I was in a car accident where I was not at fault. I filed a claim with the other driver’s insurance and it responded that would pay 60% of the cost to fix my car (stated that I was 40% liable). I filed a claim in Special Civil Part, the other driver didn’t respond so the case defaulted. Can I accept the 60% from the insurance company of the other driver now and start repairing my car (which has been sitting since the date of the accident (8 months), while I pursue collecting from the other driver (I need to request default judgment etc.)?

Asked on July 21, 2012 under Accident Law, New Jersey

Answers:

Anthony Van Johnson / VANJOHNSON LAW FIRM, L.L.C.

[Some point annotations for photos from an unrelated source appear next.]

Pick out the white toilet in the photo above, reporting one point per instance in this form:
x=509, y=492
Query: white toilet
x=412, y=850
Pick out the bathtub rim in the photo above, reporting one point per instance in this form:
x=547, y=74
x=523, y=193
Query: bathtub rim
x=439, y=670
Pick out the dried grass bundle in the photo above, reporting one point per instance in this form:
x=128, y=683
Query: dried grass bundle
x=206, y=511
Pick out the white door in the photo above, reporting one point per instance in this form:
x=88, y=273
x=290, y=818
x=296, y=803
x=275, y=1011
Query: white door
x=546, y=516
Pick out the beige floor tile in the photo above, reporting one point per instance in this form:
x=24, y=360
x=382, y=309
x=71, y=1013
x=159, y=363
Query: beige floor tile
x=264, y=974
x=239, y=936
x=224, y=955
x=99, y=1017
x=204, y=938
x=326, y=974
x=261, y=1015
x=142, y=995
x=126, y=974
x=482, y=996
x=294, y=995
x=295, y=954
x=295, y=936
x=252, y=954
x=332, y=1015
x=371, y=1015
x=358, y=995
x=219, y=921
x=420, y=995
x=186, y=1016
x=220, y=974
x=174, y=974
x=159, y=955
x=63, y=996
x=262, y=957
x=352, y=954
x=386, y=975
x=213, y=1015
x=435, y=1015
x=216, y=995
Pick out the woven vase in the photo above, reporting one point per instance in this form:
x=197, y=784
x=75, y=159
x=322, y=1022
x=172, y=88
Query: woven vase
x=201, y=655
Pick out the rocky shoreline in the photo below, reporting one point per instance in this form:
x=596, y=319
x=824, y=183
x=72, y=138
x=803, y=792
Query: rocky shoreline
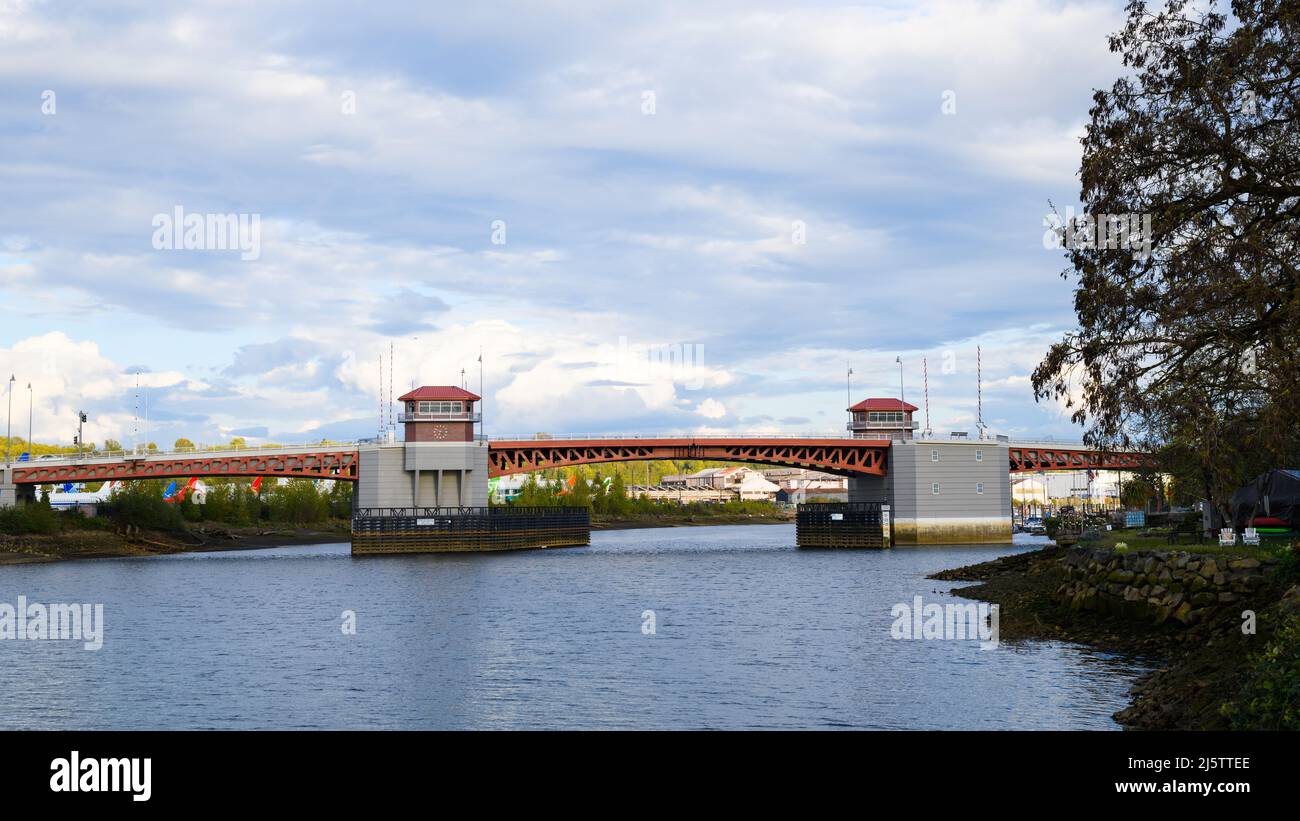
x=1179, y=612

Answered 8 years ago | Contributor

You indicated that you were involved in an auto accident.  The other driver's insurance company agreed to pay 60% of the cost of repairs to your vehicle, having made a determination that you were 40% at fault in causing the accident.  You then indicated that you filed (presumably) a lawsuit against the other driver who failed to file any responsive pleadings.  Your question is whether you can accept the 60% from the other driver's insurance company, and then pursue the othter driver for the remaining 40%.  First, I would advise that you retain the services of an experienced attorney.  If you sued the other driver, then the other driver's insurance company most likely had a contractual obligation to provide legal representation to their insured.  If you accept the 60% from the other driver's insurance company, they will most likely require you to sign a "release" of all claims against their insured.  On the other hand, if you obtained a judgment against the other driver, the court will award you whatever it feels is a just judgment.  Consult with an attorney immediately.